By Steve James
NEW YORK (Reuters) - For a company like Rockwell Automation Inc. (ROK.N: Quote, Profile, Research, Stock Buzz), which makes products to help factories run more efficiently, the current high price of raw materials like copper, coal and steel, is a double-edged sword.
Chairman and Chief Executive Keith Nosbusch believes higher costs not only hurt his company's operations but also can help it by generating new business.
"Certainly over the last year, we've had a lot of struggles with the increases in steel and copper (prices)," he told the Reuters Manufacturing and Transportation Summit on Tuesday.
"On the other side of the equation, we have the opportunity to help our customers save money. So it creates revenue growth opportunities (for us)."
Nosbusch said that unlike other giant manufacturers, Milwaukee-based Rockwell, which had $5 billion in sales in its last fiscal year, could also benefit from higher raw material costs because of the nature of its business -- helping other companies with automation.
For example, higher copper and steel costs had a big impact on its motor control businesses, where the biggest percentage of raw material costs was in those commodities.
"So, we've struggled the last 18 months because of those cost increases and we've put through some price increases in some of our businesses," said Nosbusch.

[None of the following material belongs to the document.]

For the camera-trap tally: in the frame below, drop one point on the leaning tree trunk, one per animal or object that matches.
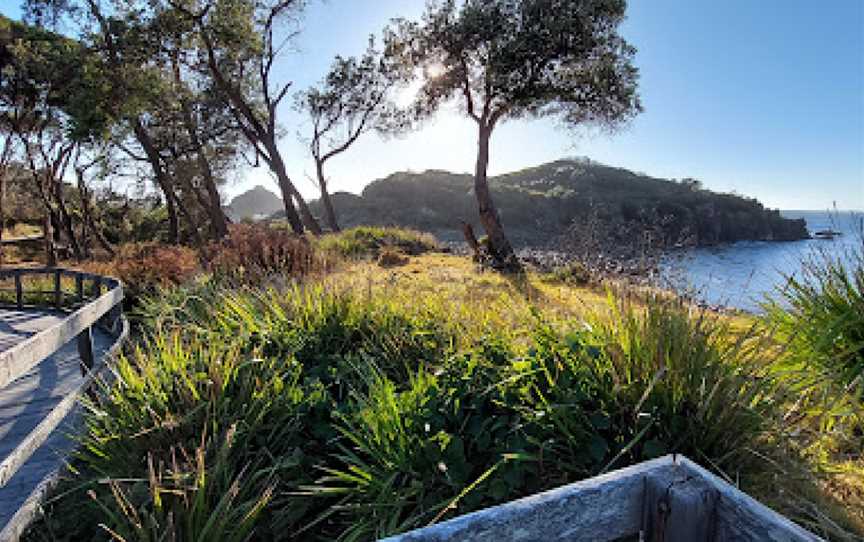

Along with the high cost of oil and transportation, the chemical feedstocks that produce the plastics it uses are also under pressure on pricing. Although there has been a recent flattening, "now they're talking about them going up again. So we're very concerned about the input cost increases," said Nosbusch.
"We have a large challenge to offset those with productivity inside our businesses."
But because Rockwell has businesses helping customers reduce energy consumption, "we have a product and service portfolio that creates revenue opportunity.
"We get the impact of the increases but it creates the opportunity for our businesses to grow," he said.
"If you net it all out, what we have to be careful of is when the rising costs start impacting the global domestic product. That's when it's not going to be good. But I don't think we've seen that yet."